Schizophrenia involves disturbances in the minimal, bodily self—the pre-reflective sense of one's own body as one's own. Anomalies in multisensory integration and in the differential processing of self-related versus other-related bodily information may blur the distinction between self and other. This imbalance in the embodied self's pre-reflective relationship to the social world could underlie the self-disturbances and social deficits characteristic of schizophrenia. Cognitive neuroscience can now correlate first-person experiential aspects of psychiatric diseases with their neurobiological roots, adding a new descriptive level to classic psychopathology.

Study at a glance

Characteristics Theoretical or philosophical paper Peer reviewed
Key finding Anomalies in multisensory integration and differential processing of self- and other-related bodily information may underlie the blurring of self-other distinction in schizophrenia.

Abstract

In spite of the historically consolidated psychopathological perspective, neuroscientific research applied to schizophrenia has so far almost entirely neglected the first-person experiential dimension of this syndrome, mainly focusing on higher-order cognitive functions such as executive function, working memory, theory of mind, and the like. An alternative view posits that schizophrenia is a self-disorder characterized by anomalous self-experience and awareness. This view may not only shed new light on the psychopathological features of psychosis but also inspire empirical research targeting the bodily and neurobiological changes underpinning this disorder. Recent empirical evidence on the neurobiological basis of a minimal notion of the self, the bodily self, will be presented. The relationship between the body, its motor potentialities and the notion of minimal self will be illustrated. I will posit that this approach can shed new light on the self-disturbances and social deficits characterizing schizophrenia.
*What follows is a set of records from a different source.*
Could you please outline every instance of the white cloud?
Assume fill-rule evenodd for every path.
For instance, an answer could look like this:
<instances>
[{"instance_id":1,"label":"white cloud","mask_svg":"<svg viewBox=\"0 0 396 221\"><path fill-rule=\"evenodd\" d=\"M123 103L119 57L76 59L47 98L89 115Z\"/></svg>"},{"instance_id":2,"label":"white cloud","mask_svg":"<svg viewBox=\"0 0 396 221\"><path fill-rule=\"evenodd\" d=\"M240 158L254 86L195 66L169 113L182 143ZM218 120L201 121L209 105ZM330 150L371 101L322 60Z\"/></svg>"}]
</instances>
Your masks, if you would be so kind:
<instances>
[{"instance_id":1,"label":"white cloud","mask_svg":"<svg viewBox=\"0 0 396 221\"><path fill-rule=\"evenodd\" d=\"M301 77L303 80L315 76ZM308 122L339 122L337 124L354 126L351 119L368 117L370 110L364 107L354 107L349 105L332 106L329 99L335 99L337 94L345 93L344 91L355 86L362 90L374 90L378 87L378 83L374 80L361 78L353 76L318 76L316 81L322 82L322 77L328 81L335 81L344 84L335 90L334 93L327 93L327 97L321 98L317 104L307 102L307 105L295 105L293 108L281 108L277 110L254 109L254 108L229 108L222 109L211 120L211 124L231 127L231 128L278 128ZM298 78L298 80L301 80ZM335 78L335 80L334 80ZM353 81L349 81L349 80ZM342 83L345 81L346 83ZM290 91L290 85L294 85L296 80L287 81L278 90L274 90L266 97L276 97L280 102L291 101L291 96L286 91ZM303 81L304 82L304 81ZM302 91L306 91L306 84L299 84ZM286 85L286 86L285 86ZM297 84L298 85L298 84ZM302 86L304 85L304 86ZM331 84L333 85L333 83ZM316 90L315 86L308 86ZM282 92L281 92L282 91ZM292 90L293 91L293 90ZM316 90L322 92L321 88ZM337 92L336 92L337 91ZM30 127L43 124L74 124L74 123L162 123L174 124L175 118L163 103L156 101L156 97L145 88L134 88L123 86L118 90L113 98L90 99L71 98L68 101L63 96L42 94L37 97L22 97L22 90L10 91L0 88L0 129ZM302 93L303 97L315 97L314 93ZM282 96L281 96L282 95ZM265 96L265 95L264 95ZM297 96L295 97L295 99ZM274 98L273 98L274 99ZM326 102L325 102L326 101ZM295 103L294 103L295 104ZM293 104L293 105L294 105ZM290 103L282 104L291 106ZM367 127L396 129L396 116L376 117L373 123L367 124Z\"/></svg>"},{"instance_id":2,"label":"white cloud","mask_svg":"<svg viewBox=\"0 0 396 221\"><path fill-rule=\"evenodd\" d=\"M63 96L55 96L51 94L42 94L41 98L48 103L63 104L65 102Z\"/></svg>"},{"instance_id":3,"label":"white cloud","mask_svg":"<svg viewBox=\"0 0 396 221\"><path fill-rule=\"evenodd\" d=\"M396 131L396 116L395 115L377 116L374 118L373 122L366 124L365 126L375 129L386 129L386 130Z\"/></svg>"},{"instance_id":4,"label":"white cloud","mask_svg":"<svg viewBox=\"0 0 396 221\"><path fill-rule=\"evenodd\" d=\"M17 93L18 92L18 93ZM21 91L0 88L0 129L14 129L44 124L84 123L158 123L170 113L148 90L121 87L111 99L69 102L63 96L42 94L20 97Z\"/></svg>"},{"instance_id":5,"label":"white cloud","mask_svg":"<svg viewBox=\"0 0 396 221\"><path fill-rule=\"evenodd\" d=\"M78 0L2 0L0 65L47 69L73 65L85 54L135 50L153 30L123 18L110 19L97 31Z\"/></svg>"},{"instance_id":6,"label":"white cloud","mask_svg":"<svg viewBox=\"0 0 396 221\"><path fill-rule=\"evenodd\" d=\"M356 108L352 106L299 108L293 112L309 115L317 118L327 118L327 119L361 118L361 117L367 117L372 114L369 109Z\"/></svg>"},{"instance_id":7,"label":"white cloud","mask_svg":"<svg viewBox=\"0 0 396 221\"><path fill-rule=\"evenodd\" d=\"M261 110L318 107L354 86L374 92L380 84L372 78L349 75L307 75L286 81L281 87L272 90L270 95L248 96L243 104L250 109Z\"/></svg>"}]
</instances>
I will propose that cognitive neuroscience can today address classic topics of psychopathology by adding a new level of description, finally enabling the correlation between the first-person experiential aspects of psychiatric diseases and their neurobiological roots. To this purpose, I’ll describe putative neural mechanisms underpinning the blurring of self-other distinction in schizophrenic patients. I will posit that brain function anomalies of multisensory integration, differential processing of self- and other-related bodily information, mediating self-experience, might be at the basis of the imbalance in the pre-reflective relationship of the embodied self to the social world observed in schizophrenia. Disclosure No significant relationships.